Yunus adalah seorang nabi yang sangat mencintai bangsanya, namun membenci bangsa lainnya. Dalam pikirannya, Niniwe pantas dihukum, bukan diampuni. Bagi Yunus, anugerah Allah seharusnya hanya untuk Israel, umat pilihan-Nya. Ia adalah seorang umat Tuhan yang “Ekslusif” atau yang dalam doktrin keselamatan dikenal dengan sikap “Partikularisme,” yaitu pandangan bahwa belas kasihan Tuhan terbatas hanya bagi sekelompok orang tertentu. Yunus mewakili kelompok dalam Israel yang percaya bahwa Allah hanya berbelas kasihan kepada Israel, dan bukan kepada bangsa-bangsa lain. Namun, Tuhan menunjukkan kepada Yunus bahwa belas kasihan-Nya tidak terbatas. Dalam Yunus 4:11, Tuhan bertanya, “Bagaimana tidak Aku akan sayang kepada Niniwe. . . yang semuanya tak tahu membedakan tangan kanan dari tangan kiri, dengan ternaknya yang banyak?” Ini adalah pengingat bahwa Tuhan tidak hanya mengasihi Israel, tetapi juga bangsa-bangsa lain.
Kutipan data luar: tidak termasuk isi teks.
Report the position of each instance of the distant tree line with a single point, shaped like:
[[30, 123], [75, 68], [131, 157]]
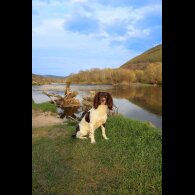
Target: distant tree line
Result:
[[152, 74]]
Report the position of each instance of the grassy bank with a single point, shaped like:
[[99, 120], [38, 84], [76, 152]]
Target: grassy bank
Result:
[[46, 106], [128, 163]]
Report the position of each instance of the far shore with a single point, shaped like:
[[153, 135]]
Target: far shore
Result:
[[116, 84]]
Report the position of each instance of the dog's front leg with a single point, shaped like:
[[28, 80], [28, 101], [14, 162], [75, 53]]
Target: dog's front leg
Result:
[[91, 133], [104, 131]]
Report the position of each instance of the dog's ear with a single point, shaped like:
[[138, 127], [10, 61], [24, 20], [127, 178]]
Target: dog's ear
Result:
[[96, 100], [110, 101]]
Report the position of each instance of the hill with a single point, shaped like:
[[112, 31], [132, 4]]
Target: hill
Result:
[[141, 61]]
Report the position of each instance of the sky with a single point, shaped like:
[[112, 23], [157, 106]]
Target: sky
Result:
[[73, 35]]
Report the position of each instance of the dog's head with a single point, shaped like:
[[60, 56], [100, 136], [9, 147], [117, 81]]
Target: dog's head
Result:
[[103, 98]]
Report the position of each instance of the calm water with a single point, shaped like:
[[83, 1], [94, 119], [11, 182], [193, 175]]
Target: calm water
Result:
[[138, 102]]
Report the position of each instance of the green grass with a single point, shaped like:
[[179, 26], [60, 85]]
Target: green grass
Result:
[[130, 162], [152, 55], [46, 106]]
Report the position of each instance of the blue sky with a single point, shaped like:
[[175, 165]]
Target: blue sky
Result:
[[73, 35]]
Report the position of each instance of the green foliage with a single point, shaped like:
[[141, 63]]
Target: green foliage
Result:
[[153, 73], [130, 162], [46, 106], [40, 80], [142, 61]]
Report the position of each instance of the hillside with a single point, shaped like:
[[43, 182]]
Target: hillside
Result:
[[40, 79], [141, 61]]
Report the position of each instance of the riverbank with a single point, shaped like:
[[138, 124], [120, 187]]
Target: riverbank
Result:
[[130, 162]]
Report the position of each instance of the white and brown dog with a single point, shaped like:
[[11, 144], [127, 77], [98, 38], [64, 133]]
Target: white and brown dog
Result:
[[96, 117]]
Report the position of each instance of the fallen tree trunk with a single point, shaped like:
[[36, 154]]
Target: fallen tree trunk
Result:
[[63, 102]]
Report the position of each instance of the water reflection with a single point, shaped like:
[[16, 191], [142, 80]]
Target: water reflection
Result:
[[146, 97]]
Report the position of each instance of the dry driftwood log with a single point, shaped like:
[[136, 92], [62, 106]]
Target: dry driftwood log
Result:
[[62, 102]]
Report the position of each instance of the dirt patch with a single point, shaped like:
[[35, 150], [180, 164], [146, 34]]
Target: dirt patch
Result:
[[41, 119]]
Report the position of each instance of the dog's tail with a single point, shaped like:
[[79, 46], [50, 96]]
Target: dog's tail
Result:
[[77, 129]]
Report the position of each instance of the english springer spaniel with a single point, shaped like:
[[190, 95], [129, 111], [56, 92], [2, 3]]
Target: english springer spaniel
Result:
[[96, 117]]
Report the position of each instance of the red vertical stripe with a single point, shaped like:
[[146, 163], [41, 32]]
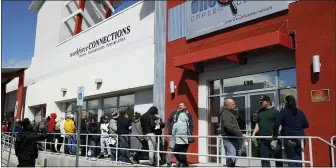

Kisah Yunus adalah cerminan dari ketegangan teologis dalam sejarah umat Tuhan: apakah Allah hanya peduli pada umat pilihan-Nya, atau apakah kasih-Nya meluas kepada semua orang? Dan Tuhan menjawab pertanyaan ini dengan jelas melalui kehadiran Yesus Kristus yang merupakan perwujudan nyata dari kata “Gratia Exedit Terminos,” sebuah ungkapan dalam bahasa Latin yang berarti “Anugerah Mengatasi Batas.” Jika apa yang dilakukan oleh Yunus mencerminkan sikap “Partikularisme,” karya keselamatan Kristus mencerminkan sikap “Universalisme.” Sebab, melalui karya keselamatan Kristus kita melihat bahwa kasih dan anugerah Allah tidak dibatasi oleh garis suku, budaya, bangsa, atau dosa manusia. Sama seperti yang dinubuatkan oleh nabi Yesaya, bahwa melalui hamba-Nya Tuhan akan “menaruh roh-Ku ke atas-Nya, dan Ia akan menyatakan keadilan kepada bangsa-bangsa . . . Dan pada-Nyalah bangsa-bangsa akan berharap.” Inilah puncak dari “Gratia Exedit Terminos,” sebuah  anugerah yang mengatasi setiap batas yang pernah ada.

Sebagai orang-orang Kristen yang hidup dalam kasih karunia Tuhan, kita juga dipanggil untuk menjalani hidup yang mencerminkan anugerah yang melampaui batas. Pertanyaannya, selama ini apakah kita sudah menjadi orang Kristen Inklusif atau jangan-jangan kita juga jadi orang Kristen yang Eksklusif seperti Yunus? Oleh sebab itu, sebagaimana Allah telah berbelas kasihan kepada kita, mari kita belajar untuk berbelas kasihan kepada sesama kita juga, apapun latar belakang mereka.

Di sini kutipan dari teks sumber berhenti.